While Finance Minister Nureddin Nebati said Turks’ dollar holdings have been falling, official data showed local holdings of hard currencies soared to a record https://tmsnrt.rs/3eyYdi6 $238.97 billion last week.

At the same time the central bank’s net foreign currency holdings - its effective buffer against financial crisis - plunged to nearly a two-decade low.

The lira has shed as much as 20% in four trading sessions, reversing a more than 50% rally over the previous five days triggered by a new state scheme to protect local deposits from depreciation losses versus hard currencies.

However, Thursday’s data showed that most of last week’s lira appreciation in fact had been driven by central bank intervention, said Per Hammarlund, chief EM strategist at SEB.

“(The locals) are not rushing to convert their dollar savings into lira, that is for sure,” Hammarlund added.

On Thursday, the lira weakened to 13.4 to the dollar before recovering to 13.00 by 1630 GMT, still down 4.7% on the day. Swinging from 18.4 to 10.25 over the last two weeks, the lira’s dizzying ride has seen Turks’ savings depleted and household budgets upended.

The fast-moving currency crisis was set off by a series of aggressive interest rate cuts beginning in September that were sought by President Tayyip Erdogan under his “new economic programme” focused on exports and credit.

Economists and opposition lawmakers called the easing reckless given inflation had climbed above 21%, and is expected to soar beyond 30% this month and in the months ahead, due to the sharp lira depreciation.
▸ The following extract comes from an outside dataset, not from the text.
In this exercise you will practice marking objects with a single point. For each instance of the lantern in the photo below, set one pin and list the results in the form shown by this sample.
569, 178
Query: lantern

Nebati - whom Erdogan appointed earlier this month - said on Wednesday the volatility was not worrying and predicted single-digit inflation by 2023, which is much more optimistic than analysts’ views.

Nebati also said there were no state interventions to sell dollars and boost the lira last week, despite data showing reserves fell in what bankers and economists said reflected state-backed market support.

THIN BUFFER

Central bank data showed net international reserves hit $8.63 billion last week, their lowest since 2002, from $12.16 billion a week earlier. Gross forex reserves fell $5.81 billion to $72.56 billion.

The central bank has announced five direct interventions this month to support the lira, which bankers say totaled $6-$10 billion. There were no intervention notices in the last two weeks, when the reserves began to plunge.

Foreign currency and gold held by Turkish locals reached $238.97 billion last week. Adjusted for parity effect, holdings rose $1.46 billion, while those of individual investors alone fell by $136 million.

The scheme unveiled by Erdogan is meant to reverse the tide of dollarisation. Under it, the Treasury or central bank covers the difference between deposit rates and the foreign exchange and gold rate for lira converted into the new instrument.

The scheme provided some backstop for the currency, said Marek Drimal at Societe Generale, though “market participants need to see tangible steps to address underlying problems in the economy.”

Many economists and political analysts warn that if the lira continues to depreciate, the scheme could stoke inflation and add to the state’s fiscal burden.

“Emergency measures put in place are only going to give short term relief; in the long term, they seem likely to exacerbate the crisis,” said Howard Eissenstat, associate professor of Middle East history at St. Lawrence University in New York State.

Nebati told broadcaster CNN Turk that 59.8 billion lira ($4.60 billion) were in the protected deposits as of Wednesday and local investors’ foreign currency deposits declined by $7 billion to $162 billion since the scheme was announced.